Антонина была пятилетним ребенком, когда Виталий Никодимович лечил ее от воспаления легких. Раз в
год она приходила на проверку в диспансер, потом подросла, училась на курсах сестер и сдавала ему зачеты,
потом, уже твердо решив, что нет на свете ничего нужнее медицины, собралась уезжать в институт. Старый
доктор за все это время сказал ей не более десятка слов, но она после каждой сессии аккуратно посылала ему
открытки. Уже с назначением в кармане в далекий Глубынь-Городок Антонина опять заехала на родину и
впервые поднялась по крутой прохладной лестнице нового дома.
Виталий Никодимович открыл сам.
— Здравствуйте, доктор, — сказал он, распахивая перед ней дверь и почтительно наклонив голову.
Она просидела в его кабинете — узкой комнате, тесной от книг, — весь вечер, и это было для нее как
второе рождение.

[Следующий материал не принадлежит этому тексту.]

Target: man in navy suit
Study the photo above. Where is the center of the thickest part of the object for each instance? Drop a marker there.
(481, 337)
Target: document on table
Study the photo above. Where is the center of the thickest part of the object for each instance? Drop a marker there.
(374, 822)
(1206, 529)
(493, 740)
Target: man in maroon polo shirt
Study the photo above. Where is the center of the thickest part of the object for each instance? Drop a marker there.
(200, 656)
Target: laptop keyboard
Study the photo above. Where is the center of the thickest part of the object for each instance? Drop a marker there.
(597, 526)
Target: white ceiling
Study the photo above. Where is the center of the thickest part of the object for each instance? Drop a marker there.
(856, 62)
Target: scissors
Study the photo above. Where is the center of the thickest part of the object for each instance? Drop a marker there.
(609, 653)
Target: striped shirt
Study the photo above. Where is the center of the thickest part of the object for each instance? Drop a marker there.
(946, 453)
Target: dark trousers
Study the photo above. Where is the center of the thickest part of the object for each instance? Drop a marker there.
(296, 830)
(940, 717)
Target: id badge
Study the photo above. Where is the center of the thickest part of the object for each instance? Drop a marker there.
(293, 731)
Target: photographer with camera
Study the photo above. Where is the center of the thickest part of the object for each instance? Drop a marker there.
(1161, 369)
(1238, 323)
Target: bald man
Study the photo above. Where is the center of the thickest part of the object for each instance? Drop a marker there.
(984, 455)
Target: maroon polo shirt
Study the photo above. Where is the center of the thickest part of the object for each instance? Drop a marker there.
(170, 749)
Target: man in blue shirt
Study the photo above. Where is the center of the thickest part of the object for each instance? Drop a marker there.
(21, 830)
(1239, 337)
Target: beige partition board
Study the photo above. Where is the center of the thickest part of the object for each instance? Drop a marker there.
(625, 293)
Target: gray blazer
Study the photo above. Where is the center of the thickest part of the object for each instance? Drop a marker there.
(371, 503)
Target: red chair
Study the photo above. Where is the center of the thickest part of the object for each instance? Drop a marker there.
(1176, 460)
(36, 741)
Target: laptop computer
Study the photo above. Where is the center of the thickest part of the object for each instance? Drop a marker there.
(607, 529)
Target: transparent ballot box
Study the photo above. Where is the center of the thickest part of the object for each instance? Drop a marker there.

Она возвращалась по тихому ночному городу, настоящему городу, с площадями и скверами,
где дощечки-надписи предупреждали прохожих: “Товарищи, здесь посеяна трава, не топчите!” Шла тихо,
счастливая, полная глубочайшей благодарности. Ведь если б не он, этот насмешливый старик с висячими усами,
она могла, пожалуй, стать инженером, учителем, бухгалтером, кем угодно, а это было для нее сейчас все равно,
как девушке посмотреть в лицо любимому и подумать: “Неужели мы могли разминуться в жизни?”
Антонина не была сентиментальной, она не хранила фотографии Ляровского с трогательной надписью
“любимой ученице”, она просто приняла на свои руки часть той работы, которую он не успел переделать за
шестьдесят лет. Все чаще он досадливо оглядывался на возраст: “Эх, дайте-ка мне, как Фаусту, еще одну
жизнь!”
После ночной беседы Антонина унесла множество недодуманных мыслей, начатых проблем. Голова ее
гудела.
— Что? Посадил ежа под череп? — фыркал в усы Виталий Никодимович, разгуливая по комнате и вдруг
останавливаясь перед ней на полуслове. — Вижу: загорелись глаза тигриным блеском! Боюсь только, выйдете
замуж — кастрюльки, пеленки, губная помада… Нет, поймите меня правильно: женщина должна родить хоть
одного ребенка, без этого она пустоцвет. Но ищите себе пару, единомышленника в жизни ищите, Антонина
Андреевна!
Он знал все то, что уже произошло с ней, и не осуждал, а только предостерегал на будущее.